2017-10-25 14:55:36.494 [INFO] SystemInfoTest - Initializing System...
Microsoft Windows 10 build 14393
<snip>
2017-10-25 14:55:54.636 [INFO] SystemInfoTest - Checking USB Devices...

18 seconds total start to finish. Compared to:

----- Time for processor check: 480670 milliseconds
----- Time for memory check: 480082 milliseconds
----- Time for CPU check: 961098 milliseconds
----- Time for processes check: 66760 milliseconds
----- Time for sensors check: 240216 milliseconds
----- Time for power sources check: 15 milliseconds
----- Time for disks check: 240254 milliseconds
----- Time for file system check: 3 milliseconds
----- Time for network interfaces check: 407 milliseconds
----- Time for network parameters check: 228 milliseconds
----- Time for displays check: 31 milliseconds
----- Time for USB devices check: 902 milliseconds

There's clearly a problem with WMI on this system. It's not any single query: all of OSHI's procedures which call WMI are timing out: see the 240 seconds, 480 seconds, and 960 seconds based on how many queries are in the call and how many times they repeat (CPU check repeats the tick queries twice with a 1000ms delay between).

The only way we can fix this in OSHI is to completely remove dependence on WMI. However, I have to think there's some sort of configuration issue going on here... firewall? Accessing over a network?
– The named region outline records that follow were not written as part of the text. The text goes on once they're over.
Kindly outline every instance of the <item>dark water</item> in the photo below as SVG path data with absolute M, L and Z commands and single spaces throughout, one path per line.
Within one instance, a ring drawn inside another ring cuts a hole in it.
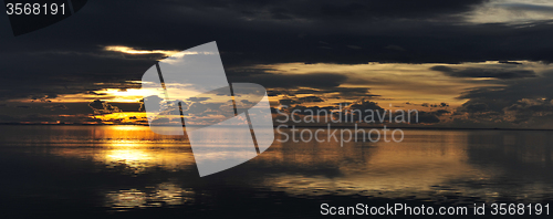
M 0 218 L 317 218 L 321 204 L 553 199 L 553 132 L 404 132 L 401 143 L 275 142 L 200 178 L 186 139 L 145 126 L 0 126 Z

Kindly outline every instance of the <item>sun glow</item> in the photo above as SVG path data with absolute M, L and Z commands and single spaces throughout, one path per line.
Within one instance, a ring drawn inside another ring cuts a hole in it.
M 164 54 L 165 56 L 171 56 L 180 51 L 176 50 L 135 50 L 133 48 L 124 46 L 124 45 L 111 45 L 105 46 L 104 50 L 113 51 L 113 52 L 122 52 L 126 54 Z

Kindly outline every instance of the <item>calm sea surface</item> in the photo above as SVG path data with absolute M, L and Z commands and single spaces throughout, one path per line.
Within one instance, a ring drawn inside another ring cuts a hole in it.
M 553 199 L 553 132 L 404 133 L 401 143 L 343 147 L 274 142 L 200 178 L 187 139 L 147 126 L 4 125 L 0 218 L 316 218 L 321 204 Z

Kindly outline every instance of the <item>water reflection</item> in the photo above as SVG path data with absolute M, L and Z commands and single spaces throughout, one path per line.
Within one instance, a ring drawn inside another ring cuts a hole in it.
M 147 126 L 0 128 L 0 168 L 10 188 L 4 196 L 23 202 L 21 194 L 73 197 L 69 188 L 95 194 L 75 199 L 100 195 L 86 205 L 117 210 L 204 204 L 217 209 L 228 201 L 276 201 L 279 194 L 458 205 L 553 199 L 551 132 L 404 131 L 401 143 L 343 147 L 275 142 L 250 161 L 199 178 L 188 140 L 156 135 Z
M 173 182 L 163 182 L 145 189 L 123 189 L 105 192 L 105 207 L 117 210 L 148 207 L 170 207 L 194 202 L 194 190 Z

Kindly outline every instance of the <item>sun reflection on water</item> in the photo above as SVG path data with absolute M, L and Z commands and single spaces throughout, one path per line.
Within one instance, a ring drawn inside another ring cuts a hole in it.
M 182 189 L 173 182 L 163 182 L 152 188 L 123 189 L 105 192 L 105 207 L 128 210 L 133 208 L 170 207 L 194 202 L 195 191 Z

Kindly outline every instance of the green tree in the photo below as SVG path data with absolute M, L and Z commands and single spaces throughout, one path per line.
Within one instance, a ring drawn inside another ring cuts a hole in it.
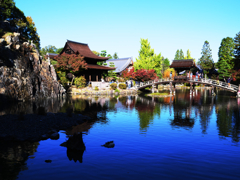
M 214 67 L 214 62 L 212 58 L 212 50 L 210 49 L 208 41 L 204 42 L 201 54 L 202 56 L 198 60 L 197 64 L 199 64 L 202 67 L 202 69 L 206 71 L 211 70 Z
M 175 53 L 175 57 L 174 57 L 174 60 L 179 60 L 180 59 L 180 51 L 179 49 L 176 51 Z
M 25 17 L 24 13 L 15 6 L 13 0 L 0 0 L 0 21 L 7 20 L 12 27 L 15 27 L 21 34 L 21 41 L 32 40 L 38 49 L 40 49 L 40 37 L 37 34 L 37 28 L 31 17 Z M 0 35 L 3 35 L 9 29 L 1 29 Z
M 163 68 L 162 68 L 162 70 L 165 71 L 166 69 L 169 68 L 169 66 L 170 66 L 170 61 L 169 61 L 168 58 L 162 57 L 162 59 L 163 59 Z
M 108 54 L 107 57 L 109 57 L 109 59 L 113 59 L 111 54 Z
M 161 77 L 162 73 L 162 56 L 161 53 L 158 55 L 154 54 L 154 49 L 151 49 L 148 39 L 141 39 L 141 48 L 139 56 L 136 58 L 134 63 L 134 70 L 154 69 L 158 76 Z
M 183 53 L 182 49 L 180 49 L 180 51 L 179 51 L 179 58 L 184 59 L 184 53 Z
M 187 50 L 187 55 L 184 57 L 184 59 L 193 59 L 191 57 L 191 52 L 189 51 L 189 49 Z
M 56 50 L 56 54 L 60 54 L 60 52 L 63 50 L 63 47 L 61 47 L 61 48 L 58 48 L 57 50 Z
M 229 77 L 231 70 L 234 68 L 234 40 L 230 37 L 222 39 L 221 45 L 218 51 L 218 72 L 219 77 Z
M 234 38 L 235 48 L 234 48 L 234 58 L 235 58 L 235 67 L 240 69 L 240 32 L 236 34 Z
M 14 11 L 15 3 L 13 0 L 1 0 L 0 1 L 0 21 L 9 20 Z
M 113 54 L 113 59 L 119 59 L 119 57 L 118 57 L 116 52 Z
M 27 36 L 28 39 L 32 40 L 33 43 L 40 49 L 40 37 L 37 33 L 37 28 L 31 16 L 27 16 Z

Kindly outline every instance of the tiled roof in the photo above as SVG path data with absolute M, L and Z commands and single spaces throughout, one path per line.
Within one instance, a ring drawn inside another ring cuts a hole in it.
M 193 59 L 173 60 L 170 68 L 192 68 L 196 67 Z
M 84 56 L 85 58 L 91 58 L 91 59 L 96 59 L 96 60 L 100 60 L 100 61 L 106 61 L 109 59 L 109 57 L 100 57 L 97 56 L 96 54 L 94 54 L 88 44 L 84 44 L 84 43 L 79 43 L 79 42 L 74 42 L 74 41 L 70 41 L 67 40 L 66 44 L 68 44 L 68 46 L 75 52 L 75 53 L 79 53 L 80 55 Z M 66 46 L 66 45 L 65 45 Z M 61 52 L 62 53 L 62 52 Z
M 127 58 L 120 58 L 120 59 L 109 59 L 106 61 L 106 63 L 107 63 L 107 66 L 109 66 L 110 62 L 113 62 L 116 67 L 116 70 L 114 72 L 120 73 L 128 67 L 131 61 L 132 61 L 132 57 L 127 57 Z
M 100 69 L 100 70 L 114 70 L 115 68 L 107 67 L 107 66 L 100 66 L 96 64 L 87 64 L 88 69 Z
M 45 57 L 46 57 L 46 58 L 49 57 L 50 59 L 54 59 L 54 57 L 56 57 L 57 55 L 58 55 L 58 54 L 55 54 L 55 53 L 47 53 Z

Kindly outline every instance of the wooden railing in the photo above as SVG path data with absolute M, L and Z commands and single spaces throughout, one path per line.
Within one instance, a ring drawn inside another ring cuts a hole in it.
M 185 80 L 185 81 L 188 81 L 188 82 L 191 82 L 191 83 L 207 84 L 207 85 L 210 85 L 210 86 L 215 86 L 215 87 L 227 89 L 227 90 L 234 91 L 234 92 L 238 92 L 238 89 L 239 89 L 239 87 L 234 85 L 234 84 L 228 85 L 228 83 L 223 82 L 223 81 L 219 81 L 219 80 L 207 79 L 207 78 L 187 79 L 185 76 L 182 76 L 182 77 L 183 78 L 177 78 L 177 79 L 174 78 L 174 80 L 172 80 L 170 78 L 164 78 L 164 79 L 157 79 L 157 80 L 140 82 L 140 84 L 136 85 L 135 87 L 137 89 L 140 89 L 140 88 L 152 86 L 152 85 L 155 85 L 155 84 L 170 83 L 170 82 L 177 81 L 177 80 Z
vvmar commented 7 years ago

I don't think firewall is an issue. Firewall issues are usually binary: either you get or don't get access . In any case, first few runs weren't that slow. System configuration hasn't changed since unless access to WMI makes it spin.

dbwiddis commented 7 years ago

You might try running the WMI Diagnostics Utility

vvmar commented 7 years ago

Didn't produce any results. Maybe it takes awhile as well. However, when I killed all "WMI Provider Host" processes, I got the following times before it got stuck again.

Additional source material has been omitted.